Monday, April 10, 2006

I finally got around to renting Henry: Portrait of a Serial Killer, which is the kind of horror flick film geeks, sick of the moralistic and sugar-coated slasher genre, wet themselves over. Henry is pretty much a white-trash Silence of the Lambs, and I mean that in the most affectionate way possible, given that it's a dispassionate, minimalist character study of a vapid nihilist murderer. But the movie doesn't judge, and neither will I. That's what makes it... I won't say "scary," but haunting and lingering, and ultimately refreshing when set against Hollywood's current cadre of R-rated splatterfests that aspire to nothing more than cramming as many grotesque make-up effects into ninety minutes as possible. Henry, played by Michael Rooker (who, by the way, is awesome in Thief on FX), is the anti-Hannibal: he's not smart, or charming, or — even as a guy who makes murder part of his daily routine — remotely interesting in any way. There's no pop psychology behind the character; no psychology period, in fact. Just a guy in a vicious cycle of frustration and brutal murder who has no interest in getting out.

I wish I could've seen Henry back when it first came out, sometime between 1986 and 1990, before the Interweb and the twenty-four hour news networks and 9/11 made it impossible to stand outside of anything, as part of the audience. It's easy to see, as an academic exercise, why the film was stuck in ratings-board limbo for three years — we get squirmy when someone presents us with the dichotomy between evil and not-so-evil and refuses to take sides. It's one thing to show Henry putting a glass bottle through a prostitute's face (actually, in a nice touch, we only get audio of the murder and pictures of the aftermath — director John McNaughton saves the real voyeurism for later on), it's another thing to come out, take a look at the violence, and then refuse to say, "This is bad," as if the camera itself is complicit.

We eventually meet Henry's roommate and ex-jailmate Otis, a dim-witted hick who Henry introduces to his serial killing spree. Unlike Henry, Otis gets a visceral kick out of serial murder, and not even stoic McNaughton can stand by and direct indifferently when Otis videotapes the slaughter of a family. Henry, however, can, and he and Otis (and the viewer) watch this tape over and over again like it's porn. Henry takes over the director's role here, simply a part of what's going on, not liking it but not not liking it either, and in what's a kind of chilling meta-statement about the objective nature of film, McNaughton — and the audience — can only watch casually and any judgment you can make against bored, passive Henry has to be reflected in your own fascination with Henry's vocation. I don't see myself ever killing anyone, especially without any provocation (as if no one in the world ever provokes me), but I also don't see myself, if I did kill someone, freaking out over the damage my eternal soul sustained due to my new murderer status. I'd lose my shit at the thought of getting caught, and after many, many years of Law & Order and CSI, I've done a lot of fantasy homicide planning about what I'd burn and where I'd flee if I had to. (Note to TV villains: once you murder someone, you need to get out of Dodge.) But if I got over the idea that I'd be nabbed, then who knows...

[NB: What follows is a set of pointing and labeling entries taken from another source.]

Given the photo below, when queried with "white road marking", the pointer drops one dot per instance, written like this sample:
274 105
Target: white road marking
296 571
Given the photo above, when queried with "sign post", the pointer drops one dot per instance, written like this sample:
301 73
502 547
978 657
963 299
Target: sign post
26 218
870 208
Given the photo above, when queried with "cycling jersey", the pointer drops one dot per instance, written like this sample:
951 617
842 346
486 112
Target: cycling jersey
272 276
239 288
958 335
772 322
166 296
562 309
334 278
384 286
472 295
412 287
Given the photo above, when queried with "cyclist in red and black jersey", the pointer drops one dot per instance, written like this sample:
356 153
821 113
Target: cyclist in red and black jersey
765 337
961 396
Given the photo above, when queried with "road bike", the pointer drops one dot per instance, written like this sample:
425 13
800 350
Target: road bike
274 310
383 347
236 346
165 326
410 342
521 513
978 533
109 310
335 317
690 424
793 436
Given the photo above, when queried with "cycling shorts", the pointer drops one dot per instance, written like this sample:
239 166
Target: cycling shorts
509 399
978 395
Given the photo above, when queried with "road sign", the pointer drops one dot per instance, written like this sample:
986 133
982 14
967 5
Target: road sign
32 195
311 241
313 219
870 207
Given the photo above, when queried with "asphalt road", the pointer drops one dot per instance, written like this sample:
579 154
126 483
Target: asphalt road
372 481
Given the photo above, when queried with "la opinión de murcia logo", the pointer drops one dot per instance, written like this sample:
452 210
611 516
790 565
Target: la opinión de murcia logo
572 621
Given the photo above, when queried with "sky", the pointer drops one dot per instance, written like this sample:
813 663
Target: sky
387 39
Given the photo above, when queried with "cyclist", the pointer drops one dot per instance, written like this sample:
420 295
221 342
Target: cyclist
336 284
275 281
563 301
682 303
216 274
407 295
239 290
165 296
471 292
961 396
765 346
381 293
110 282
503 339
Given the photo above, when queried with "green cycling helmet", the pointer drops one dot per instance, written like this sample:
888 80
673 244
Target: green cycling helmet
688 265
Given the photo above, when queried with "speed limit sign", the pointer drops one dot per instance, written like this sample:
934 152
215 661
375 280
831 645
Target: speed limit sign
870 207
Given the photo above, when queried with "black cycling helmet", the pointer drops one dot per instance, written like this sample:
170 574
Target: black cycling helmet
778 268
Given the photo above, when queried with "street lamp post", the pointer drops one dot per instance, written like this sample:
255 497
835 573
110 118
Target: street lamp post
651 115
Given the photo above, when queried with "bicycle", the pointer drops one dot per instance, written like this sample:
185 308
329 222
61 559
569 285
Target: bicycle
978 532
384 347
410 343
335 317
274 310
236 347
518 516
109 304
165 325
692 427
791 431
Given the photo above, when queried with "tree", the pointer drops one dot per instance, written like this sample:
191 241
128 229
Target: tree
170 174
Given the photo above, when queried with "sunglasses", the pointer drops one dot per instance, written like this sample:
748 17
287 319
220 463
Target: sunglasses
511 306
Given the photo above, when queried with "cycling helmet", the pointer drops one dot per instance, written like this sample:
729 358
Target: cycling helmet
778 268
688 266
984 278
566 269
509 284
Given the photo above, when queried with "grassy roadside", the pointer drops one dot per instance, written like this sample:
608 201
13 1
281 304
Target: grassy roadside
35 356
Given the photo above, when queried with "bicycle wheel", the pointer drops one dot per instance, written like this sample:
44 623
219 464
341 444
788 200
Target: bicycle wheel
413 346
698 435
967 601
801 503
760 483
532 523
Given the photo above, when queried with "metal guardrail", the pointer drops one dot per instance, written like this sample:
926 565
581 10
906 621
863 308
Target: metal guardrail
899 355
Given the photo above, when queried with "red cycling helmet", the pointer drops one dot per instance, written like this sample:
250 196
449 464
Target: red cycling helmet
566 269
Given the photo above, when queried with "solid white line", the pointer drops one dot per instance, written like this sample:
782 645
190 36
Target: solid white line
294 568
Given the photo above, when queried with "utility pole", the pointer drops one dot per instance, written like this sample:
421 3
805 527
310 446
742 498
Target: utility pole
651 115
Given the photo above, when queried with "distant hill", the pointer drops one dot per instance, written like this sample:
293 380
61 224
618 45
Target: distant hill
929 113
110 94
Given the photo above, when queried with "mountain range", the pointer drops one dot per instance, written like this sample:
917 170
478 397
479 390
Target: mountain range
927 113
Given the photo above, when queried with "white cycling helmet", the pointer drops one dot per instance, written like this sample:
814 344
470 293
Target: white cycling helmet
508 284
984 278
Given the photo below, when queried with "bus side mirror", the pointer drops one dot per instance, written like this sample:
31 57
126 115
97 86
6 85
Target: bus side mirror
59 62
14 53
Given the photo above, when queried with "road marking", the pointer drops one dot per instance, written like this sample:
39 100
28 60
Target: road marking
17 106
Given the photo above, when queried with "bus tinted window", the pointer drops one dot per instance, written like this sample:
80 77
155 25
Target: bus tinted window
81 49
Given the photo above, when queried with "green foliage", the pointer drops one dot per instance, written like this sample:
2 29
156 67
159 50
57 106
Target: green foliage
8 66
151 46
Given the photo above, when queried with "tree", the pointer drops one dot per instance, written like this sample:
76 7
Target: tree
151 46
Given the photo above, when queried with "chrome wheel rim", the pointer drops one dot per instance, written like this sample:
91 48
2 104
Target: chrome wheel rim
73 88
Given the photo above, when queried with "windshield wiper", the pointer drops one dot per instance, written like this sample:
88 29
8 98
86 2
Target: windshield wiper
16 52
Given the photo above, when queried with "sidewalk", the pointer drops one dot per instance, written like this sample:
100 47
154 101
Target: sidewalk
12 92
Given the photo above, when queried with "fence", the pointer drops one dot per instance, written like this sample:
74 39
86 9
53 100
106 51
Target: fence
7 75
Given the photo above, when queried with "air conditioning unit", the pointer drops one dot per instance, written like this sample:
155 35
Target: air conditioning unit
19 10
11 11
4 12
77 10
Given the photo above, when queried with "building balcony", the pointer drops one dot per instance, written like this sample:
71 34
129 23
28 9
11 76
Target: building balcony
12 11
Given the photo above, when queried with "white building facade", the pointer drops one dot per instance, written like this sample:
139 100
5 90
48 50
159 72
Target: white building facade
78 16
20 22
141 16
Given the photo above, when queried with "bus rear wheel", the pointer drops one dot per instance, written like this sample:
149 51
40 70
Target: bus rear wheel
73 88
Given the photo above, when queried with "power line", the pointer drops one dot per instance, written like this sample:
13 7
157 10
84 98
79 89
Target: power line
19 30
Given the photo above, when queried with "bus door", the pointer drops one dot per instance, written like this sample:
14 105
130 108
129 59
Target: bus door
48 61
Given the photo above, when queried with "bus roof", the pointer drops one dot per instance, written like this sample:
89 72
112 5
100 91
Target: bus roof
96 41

So no wonder the MPAA got a bit skittish when McNaughton handed them the final cut. I'm personally hoping that a few of those raters had a few weeks of nightmares — especially over the infamous Good Samaritan scene and the videotaped family murder. Camcorders were pretty new back in 1986, and this was before the days of one idiot criminal after another keeping a video record of their crime sprees to later be used as evidence against them. Who'd want to watch Henry, much less record and relive all the death?

Which leads me to the most awesome part of the VHS: after the movie, after the end credits, the 1-800 number if you want to buy the official Henry: Portrait of a Serial Killer t-shirt, in case you want to scare the nice old lady across the street. Or you're, you know, a psycho.